What We Plant and Why
In order for the Giving Grove orchards to be a sustainable, reliable source of food, certain steps must be taken. Before we know the site or the stewards, we must know the plants. Not all fruit trees are suited for our area. For example, there are hundreds of varieties of apple trees and dozens of rootstocks for grafting, but we chose only six varieties of trees on four different rootstocks. We based these selections on the following criteria:
- climate adaptability
- disease resistance
- nutritional value
- low maintenance requirements
- storage life
The reason for these criteria is simple—we want the trees to grow and produce a substantial amount of fruit with as little disease and insect trouble as possible.
In addition to traditional apples, pears, peaches and cherries, we offer fruits that are less known but very well suited for our climate. Jujubes (Chinese dates) are incredibly drought, insect and disease tolerant, and they provide a wonderfully sweet, crunchy treat at the end of the growing season. Figs, while Mediterranean in origin, also produce well here. These trees not only provide food, but they can be a source of education and wonder; a natural fit for schoolyard orchards.

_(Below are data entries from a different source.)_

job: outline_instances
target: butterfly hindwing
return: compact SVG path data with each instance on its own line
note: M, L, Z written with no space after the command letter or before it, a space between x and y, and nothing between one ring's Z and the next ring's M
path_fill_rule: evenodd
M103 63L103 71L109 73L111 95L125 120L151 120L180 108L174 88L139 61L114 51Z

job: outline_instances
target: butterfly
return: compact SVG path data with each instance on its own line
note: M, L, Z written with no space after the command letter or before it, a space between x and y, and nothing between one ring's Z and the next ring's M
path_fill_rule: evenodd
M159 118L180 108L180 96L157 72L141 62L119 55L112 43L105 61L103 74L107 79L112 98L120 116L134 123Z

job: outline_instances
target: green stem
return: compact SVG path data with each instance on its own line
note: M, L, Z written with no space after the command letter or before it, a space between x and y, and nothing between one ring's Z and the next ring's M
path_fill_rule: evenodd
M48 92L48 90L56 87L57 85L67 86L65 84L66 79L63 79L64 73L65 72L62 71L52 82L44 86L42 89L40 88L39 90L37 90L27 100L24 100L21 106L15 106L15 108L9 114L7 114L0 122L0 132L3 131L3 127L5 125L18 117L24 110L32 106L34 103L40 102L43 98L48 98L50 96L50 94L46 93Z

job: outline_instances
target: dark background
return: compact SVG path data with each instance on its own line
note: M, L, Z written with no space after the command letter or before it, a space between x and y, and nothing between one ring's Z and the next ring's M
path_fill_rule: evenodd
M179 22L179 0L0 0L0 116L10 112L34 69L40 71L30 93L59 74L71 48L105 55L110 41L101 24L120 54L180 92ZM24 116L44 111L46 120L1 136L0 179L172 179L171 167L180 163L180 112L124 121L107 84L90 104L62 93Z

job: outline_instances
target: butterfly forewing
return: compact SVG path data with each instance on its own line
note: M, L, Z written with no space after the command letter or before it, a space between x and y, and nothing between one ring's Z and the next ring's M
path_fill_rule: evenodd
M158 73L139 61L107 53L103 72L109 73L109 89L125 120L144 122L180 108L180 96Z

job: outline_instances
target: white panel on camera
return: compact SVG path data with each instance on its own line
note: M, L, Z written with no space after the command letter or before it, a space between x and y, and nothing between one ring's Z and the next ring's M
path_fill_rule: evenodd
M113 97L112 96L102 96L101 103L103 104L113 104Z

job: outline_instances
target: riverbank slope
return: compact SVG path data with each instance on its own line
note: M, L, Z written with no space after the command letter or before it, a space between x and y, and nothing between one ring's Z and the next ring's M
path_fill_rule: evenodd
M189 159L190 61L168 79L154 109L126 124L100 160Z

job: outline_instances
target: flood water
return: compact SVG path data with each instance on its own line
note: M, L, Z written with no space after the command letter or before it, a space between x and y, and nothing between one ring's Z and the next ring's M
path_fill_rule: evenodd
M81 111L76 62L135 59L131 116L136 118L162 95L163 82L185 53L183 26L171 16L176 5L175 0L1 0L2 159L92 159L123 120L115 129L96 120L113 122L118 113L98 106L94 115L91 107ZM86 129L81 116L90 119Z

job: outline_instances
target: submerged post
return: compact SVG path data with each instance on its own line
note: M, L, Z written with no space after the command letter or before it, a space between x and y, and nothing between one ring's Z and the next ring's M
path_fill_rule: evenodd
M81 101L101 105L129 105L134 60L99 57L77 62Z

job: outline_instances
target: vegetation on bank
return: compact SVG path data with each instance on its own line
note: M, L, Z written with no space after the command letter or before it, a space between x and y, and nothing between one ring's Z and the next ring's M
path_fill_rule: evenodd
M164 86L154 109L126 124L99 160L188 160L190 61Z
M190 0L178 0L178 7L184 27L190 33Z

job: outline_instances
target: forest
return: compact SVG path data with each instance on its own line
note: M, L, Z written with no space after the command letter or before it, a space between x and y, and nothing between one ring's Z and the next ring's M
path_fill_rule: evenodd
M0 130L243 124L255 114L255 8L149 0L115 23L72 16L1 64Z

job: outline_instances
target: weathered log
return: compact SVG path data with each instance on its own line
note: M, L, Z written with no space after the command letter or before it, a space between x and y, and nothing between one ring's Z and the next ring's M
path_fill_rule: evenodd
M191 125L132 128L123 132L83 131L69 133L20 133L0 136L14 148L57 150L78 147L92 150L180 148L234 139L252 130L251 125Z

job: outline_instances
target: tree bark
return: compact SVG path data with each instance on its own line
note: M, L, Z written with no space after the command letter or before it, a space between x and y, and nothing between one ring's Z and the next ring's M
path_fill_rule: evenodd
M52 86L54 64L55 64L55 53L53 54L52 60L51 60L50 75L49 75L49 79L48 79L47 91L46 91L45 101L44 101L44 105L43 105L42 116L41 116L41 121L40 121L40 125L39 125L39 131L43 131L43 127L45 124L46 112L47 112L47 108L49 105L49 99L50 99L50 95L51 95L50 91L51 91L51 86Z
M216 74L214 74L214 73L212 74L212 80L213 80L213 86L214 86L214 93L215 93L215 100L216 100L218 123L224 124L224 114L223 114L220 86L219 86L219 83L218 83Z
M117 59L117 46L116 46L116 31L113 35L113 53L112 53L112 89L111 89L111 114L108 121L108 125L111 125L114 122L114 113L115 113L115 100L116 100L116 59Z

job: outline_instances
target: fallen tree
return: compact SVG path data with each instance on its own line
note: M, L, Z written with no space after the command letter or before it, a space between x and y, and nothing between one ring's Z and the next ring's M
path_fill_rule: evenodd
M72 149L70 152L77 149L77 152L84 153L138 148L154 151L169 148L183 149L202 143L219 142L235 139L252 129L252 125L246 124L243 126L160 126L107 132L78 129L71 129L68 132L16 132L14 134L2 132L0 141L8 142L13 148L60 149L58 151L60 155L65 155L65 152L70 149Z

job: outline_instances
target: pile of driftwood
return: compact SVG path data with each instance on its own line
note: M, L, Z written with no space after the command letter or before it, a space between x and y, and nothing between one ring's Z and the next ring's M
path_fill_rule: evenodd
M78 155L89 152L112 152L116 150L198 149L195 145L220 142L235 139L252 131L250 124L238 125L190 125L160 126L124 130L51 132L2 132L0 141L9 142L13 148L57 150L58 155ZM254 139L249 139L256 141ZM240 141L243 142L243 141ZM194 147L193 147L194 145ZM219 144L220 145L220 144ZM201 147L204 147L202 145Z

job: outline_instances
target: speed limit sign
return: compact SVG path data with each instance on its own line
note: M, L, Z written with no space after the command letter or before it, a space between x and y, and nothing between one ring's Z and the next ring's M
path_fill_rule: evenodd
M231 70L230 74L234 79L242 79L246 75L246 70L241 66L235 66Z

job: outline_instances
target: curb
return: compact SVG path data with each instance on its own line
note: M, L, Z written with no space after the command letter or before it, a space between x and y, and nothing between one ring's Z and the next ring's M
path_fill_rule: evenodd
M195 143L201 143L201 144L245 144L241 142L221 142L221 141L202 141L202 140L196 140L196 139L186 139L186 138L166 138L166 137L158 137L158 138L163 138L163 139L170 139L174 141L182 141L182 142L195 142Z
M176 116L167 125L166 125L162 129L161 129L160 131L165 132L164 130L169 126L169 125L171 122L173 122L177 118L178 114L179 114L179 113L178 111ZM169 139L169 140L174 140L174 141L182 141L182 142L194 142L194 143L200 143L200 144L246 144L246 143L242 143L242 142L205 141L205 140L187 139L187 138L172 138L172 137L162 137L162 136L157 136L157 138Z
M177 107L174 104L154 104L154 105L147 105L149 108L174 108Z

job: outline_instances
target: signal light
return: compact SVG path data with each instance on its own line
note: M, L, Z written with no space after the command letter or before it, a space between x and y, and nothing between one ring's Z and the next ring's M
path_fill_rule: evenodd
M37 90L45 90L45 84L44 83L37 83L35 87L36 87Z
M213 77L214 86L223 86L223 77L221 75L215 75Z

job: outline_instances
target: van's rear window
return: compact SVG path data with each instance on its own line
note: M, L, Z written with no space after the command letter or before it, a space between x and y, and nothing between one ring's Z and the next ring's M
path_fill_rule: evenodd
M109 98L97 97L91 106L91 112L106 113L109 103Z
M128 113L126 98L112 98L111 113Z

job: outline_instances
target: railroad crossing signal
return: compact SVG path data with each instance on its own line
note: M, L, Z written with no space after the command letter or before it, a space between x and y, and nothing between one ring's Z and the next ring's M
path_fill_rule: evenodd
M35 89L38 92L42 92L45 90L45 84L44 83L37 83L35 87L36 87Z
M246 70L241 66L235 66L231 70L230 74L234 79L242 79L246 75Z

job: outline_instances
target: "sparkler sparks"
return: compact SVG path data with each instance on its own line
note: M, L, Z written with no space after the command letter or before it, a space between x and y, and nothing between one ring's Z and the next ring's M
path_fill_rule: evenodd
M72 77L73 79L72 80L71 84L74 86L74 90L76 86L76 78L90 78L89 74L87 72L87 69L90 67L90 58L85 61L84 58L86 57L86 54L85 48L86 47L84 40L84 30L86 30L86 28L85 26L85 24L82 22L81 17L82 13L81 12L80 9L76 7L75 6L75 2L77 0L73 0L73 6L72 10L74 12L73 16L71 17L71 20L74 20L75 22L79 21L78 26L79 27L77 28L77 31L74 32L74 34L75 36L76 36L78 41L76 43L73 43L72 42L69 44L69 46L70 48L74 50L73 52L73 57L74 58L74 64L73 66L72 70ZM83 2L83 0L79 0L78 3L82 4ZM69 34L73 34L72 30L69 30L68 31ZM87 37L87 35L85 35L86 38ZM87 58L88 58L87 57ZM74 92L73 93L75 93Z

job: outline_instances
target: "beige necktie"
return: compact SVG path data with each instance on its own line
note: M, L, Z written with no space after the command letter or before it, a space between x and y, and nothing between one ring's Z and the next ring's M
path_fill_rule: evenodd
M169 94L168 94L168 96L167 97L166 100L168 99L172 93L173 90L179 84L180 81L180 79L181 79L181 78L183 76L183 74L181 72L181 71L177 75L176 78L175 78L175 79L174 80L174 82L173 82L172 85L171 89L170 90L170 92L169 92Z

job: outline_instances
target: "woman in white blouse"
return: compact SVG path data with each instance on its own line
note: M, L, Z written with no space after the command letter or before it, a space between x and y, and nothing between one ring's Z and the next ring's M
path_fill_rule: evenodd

The use of dwarfing rootstock is also very important. Dwarf trees not only take up less space (a crucial factor for small orchards), but they’re easier to maintain and harvest, especially at schools or senior living facilities.
When an orchard needs to be especially low maintenance, we design with plants such as serviceberry, bush cherry, goumi, jujube, and figs. These trees and bushes require less pruning and spraying than others. Many also are considered “grazing” plants with fruits you can pop right into your mouth—a tasty snack from nature.
We have also been adding nut trees to the mix. We have three varieties of hazelnut, three varieties of pecans, a hardy almond, and chestnuts—all excellent sources of protein.